Hi Lachlan,
On Jun 22, 2007, at 10:23 PM, Lachlan Hunt wrote:
*Conclusion*
After carefully considering all of these reasons, I have update the
spec to use selectElement() and selectAllElements(), based on the
arguments given above.
http://dev.w3.org/cvsweb/~checkout~/2006/webapi/selectors-api/
Overview.html?content-type=text/html;%20charset=UTF-8
I can live with your suggested names, however, I think cssQuery() /
cssQueryAll() or cssQueryOne() / cssQuery() might be a better
compromise choice.
Arguments against cssQuery:
- Selectors are not just called "Selectors", not "CSS Selectors", and
using "css" in the API may lead people to think selectors are only
for CSS
Arguments for cssQuery:
- Significantly shorter than selectElement()
- Already the name used by some JS implementations of the spec's
functionality
- Authors often informally refer to this kind of feature as a "CSS
query API"
- In practice, the vast majority of the time selectors are used in
conjunction with CSS
Arguments for selectElement:
- Similar to the word "Selector"
Arguments against selectElement:
- Longer than cssQuery
- Very easily confusable with XPath selectSingleNode/selectNodes
which are actively used in web content (enough that we implemented
XPath in WebKit, and we include those methods)

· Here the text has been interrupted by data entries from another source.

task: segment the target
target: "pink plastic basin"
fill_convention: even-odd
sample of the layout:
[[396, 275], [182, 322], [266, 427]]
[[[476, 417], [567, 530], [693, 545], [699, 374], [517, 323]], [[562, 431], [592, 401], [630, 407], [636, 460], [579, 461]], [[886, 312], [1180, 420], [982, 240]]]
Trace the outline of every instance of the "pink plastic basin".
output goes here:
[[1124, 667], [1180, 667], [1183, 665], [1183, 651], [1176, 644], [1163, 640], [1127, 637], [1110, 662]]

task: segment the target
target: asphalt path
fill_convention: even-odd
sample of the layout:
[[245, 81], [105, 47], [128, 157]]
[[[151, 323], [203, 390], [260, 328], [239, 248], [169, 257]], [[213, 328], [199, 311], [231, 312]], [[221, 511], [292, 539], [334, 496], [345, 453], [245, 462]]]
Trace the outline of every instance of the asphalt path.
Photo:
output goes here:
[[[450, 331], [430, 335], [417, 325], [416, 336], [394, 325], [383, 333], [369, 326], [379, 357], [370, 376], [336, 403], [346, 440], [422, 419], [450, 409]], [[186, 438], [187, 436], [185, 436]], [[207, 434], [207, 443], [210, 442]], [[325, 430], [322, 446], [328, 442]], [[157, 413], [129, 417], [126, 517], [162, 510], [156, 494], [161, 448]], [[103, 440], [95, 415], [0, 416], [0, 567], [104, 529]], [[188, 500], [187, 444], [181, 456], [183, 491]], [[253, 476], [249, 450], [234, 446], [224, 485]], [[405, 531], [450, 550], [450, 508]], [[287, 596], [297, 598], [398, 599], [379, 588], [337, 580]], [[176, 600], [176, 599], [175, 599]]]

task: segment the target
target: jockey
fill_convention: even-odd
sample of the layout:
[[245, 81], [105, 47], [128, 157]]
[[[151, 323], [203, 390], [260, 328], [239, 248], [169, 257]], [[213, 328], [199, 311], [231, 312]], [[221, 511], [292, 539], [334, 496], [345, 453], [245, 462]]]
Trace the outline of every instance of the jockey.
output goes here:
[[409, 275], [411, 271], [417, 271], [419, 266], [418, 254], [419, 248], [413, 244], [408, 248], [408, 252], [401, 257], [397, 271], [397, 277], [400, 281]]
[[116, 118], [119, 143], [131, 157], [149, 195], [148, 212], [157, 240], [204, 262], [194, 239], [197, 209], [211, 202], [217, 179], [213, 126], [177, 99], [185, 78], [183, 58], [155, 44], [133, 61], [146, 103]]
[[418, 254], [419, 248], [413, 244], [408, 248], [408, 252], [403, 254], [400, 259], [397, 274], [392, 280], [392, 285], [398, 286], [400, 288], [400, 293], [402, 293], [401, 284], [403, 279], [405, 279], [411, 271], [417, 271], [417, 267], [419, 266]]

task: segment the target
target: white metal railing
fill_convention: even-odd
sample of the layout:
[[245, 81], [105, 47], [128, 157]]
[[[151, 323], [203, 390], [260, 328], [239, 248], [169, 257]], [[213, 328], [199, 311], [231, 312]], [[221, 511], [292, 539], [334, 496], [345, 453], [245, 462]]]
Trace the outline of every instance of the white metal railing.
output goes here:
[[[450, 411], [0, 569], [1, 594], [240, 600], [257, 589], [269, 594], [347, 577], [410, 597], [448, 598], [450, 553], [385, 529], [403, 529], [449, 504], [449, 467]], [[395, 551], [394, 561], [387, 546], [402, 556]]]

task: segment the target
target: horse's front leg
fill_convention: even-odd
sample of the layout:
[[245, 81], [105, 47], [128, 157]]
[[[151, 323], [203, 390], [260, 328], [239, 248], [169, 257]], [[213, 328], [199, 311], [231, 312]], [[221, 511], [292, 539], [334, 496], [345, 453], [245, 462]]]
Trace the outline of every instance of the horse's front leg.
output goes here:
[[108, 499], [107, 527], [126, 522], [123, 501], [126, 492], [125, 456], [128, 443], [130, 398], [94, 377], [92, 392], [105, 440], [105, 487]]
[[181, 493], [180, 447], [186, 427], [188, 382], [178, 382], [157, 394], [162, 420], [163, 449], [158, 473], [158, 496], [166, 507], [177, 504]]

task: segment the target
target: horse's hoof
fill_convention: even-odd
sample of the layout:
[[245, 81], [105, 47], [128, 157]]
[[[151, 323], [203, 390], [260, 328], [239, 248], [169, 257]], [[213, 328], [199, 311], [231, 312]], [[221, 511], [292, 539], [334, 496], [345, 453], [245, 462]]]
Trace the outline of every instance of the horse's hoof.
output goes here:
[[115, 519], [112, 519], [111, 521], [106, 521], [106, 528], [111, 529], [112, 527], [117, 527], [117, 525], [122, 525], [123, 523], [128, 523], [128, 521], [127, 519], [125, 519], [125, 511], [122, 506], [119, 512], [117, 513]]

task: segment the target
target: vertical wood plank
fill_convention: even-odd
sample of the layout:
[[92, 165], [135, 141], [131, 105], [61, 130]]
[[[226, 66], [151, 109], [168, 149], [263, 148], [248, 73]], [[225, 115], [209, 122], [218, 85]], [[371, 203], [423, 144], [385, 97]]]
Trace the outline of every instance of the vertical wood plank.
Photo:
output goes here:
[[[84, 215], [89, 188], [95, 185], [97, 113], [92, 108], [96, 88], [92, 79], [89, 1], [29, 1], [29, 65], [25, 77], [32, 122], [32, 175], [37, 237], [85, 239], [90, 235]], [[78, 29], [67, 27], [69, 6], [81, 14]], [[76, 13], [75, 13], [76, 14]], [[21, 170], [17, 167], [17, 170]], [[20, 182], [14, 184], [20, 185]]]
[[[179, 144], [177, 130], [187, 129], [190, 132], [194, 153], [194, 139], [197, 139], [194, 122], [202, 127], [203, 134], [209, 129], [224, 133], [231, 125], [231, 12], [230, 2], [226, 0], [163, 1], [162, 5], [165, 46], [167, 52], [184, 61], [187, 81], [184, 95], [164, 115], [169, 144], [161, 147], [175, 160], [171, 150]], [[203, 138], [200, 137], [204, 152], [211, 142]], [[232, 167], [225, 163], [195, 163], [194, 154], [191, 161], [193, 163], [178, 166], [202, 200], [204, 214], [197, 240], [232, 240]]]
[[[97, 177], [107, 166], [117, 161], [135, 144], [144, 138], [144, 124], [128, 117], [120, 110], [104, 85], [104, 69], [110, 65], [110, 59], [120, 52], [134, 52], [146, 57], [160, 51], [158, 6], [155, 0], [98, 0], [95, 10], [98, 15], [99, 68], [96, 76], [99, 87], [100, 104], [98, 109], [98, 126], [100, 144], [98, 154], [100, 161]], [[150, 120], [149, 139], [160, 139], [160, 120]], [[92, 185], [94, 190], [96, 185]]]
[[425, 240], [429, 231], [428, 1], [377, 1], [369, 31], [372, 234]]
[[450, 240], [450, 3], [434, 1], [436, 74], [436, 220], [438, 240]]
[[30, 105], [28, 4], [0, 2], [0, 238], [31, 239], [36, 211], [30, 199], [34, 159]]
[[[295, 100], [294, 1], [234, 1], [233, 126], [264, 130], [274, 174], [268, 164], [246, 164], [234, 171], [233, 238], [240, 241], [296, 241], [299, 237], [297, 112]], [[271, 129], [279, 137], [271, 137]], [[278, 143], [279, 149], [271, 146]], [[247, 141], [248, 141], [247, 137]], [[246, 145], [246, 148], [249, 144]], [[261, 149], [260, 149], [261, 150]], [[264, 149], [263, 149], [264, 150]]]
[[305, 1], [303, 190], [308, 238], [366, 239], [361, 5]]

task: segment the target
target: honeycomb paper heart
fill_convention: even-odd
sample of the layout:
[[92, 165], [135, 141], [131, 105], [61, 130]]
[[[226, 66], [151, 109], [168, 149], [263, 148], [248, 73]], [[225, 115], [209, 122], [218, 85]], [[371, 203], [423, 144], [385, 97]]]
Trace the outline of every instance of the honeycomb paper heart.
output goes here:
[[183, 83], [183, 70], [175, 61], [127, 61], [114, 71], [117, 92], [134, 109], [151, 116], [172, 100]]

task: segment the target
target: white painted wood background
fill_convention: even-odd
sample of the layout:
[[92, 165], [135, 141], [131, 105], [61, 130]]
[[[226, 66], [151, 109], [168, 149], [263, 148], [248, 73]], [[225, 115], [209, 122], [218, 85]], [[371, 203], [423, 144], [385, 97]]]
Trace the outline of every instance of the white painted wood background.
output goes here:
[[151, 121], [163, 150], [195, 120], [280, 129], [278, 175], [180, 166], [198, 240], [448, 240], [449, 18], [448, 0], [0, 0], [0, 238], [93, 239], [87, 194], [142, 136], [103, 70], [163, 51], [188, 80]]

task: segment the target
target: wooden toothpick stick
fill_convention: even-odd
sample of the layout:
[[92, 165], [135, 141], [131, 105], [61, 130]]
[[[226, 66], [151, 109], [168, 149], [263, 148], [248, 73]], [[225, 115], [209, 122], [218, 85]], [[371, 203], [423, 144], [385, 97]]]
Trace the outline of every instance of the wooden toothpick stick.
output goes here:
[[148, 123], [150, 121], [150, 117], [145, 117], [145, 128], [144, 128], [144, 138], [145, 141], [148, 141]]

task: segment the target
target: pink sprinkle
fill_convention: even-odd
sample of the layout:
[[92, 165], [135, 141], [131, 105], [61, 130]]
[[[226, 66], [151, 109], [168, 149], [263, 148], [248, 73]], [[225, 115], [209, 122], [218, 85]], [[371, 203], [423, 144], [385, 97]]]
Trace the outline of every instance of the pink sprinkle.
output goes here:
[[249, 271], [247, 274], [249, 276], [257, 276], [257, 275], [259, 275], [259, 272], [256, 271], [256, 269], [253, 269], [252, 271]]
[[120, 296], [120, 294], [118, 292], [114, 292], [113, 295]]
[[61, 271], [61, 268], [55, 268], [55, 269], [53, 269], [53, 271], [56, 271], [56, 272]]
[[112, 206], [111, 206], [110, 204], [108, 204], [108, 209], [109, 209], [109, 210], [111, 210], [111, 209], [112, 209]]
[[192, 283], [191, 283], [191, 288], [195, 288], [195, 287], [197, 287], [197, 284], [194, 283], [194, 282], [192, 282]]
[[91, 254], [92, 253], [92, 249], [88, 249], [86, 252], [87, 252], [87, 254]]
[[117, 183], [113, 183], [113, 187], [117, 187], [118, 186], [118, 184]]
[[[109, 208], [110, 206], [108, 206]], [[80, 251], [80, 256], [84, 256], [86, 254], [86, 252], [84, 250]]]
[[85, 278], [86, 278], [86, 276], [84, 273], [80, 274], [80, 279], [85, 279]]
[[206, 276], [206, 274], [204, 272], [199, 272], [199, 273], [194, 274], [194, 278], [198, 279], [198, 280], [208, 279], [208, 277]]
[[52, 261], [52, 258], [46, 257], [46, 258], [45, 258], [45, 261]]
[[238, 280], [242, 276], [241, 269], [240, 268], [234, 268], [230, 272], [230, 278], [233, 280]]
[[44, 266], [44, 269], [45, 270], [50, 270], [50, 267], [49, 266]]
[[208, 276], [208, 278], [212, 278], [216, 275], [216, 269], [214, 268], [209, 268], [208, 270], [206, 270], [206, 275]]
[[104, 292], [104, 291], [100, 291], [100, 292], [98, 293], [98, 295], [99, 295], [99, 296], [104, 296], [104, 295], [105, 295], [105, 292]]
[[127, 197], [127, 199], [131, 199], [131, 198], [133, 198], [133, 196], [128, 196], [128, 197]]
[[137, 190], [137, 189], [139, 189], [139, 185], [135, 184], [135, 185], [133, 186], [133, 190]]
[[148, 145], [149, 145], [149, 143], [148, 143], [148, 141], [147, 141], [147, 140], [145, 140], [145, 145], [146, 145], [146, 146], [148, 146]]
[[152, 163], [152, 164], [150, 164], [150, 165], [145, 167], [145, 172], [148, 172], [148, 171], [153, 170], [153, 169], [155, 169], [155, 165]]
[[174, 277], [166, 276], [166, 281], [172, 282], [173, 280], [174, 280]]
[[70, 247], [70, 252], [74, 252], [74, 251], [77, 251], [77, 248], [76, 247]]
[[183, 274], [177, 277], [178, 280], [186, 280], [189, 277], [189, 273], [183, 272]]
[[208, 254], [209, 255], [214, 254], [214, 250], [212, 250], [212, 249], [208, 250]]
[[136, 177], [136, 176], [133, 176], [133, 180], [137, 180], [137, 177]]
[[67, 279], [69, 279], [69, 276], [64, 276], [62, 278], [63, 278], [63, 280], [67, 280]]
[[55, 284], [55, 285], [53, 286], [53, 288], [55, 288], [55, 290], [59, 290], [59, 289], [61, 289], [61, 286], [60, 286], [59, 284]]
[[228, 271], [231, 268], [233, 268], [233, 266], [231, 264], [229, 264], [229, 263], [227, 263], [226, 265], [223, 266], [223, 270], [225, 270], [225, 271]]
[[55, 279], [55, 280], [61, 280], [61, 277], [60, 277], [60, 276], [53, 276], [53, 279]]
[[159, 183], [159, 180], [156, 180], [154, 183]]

- Very easily confusable with the UI operation of text selection, but
are actually totally unrelated to, say window.selection
For me the bottom line is that while cssQuery may be somewhat
imprecise, it is at the very least not ambiguous or confusable with
very different operations. I think the desire to stop propagating an
already common and relatively harmless misconception is outweighed by
the potential for genuine confusion.
I hope you will consider these arguments, as well as Bjoern's
objection, but I'm happy to leave the decision to you, as long as the
name does not end up outrageously long.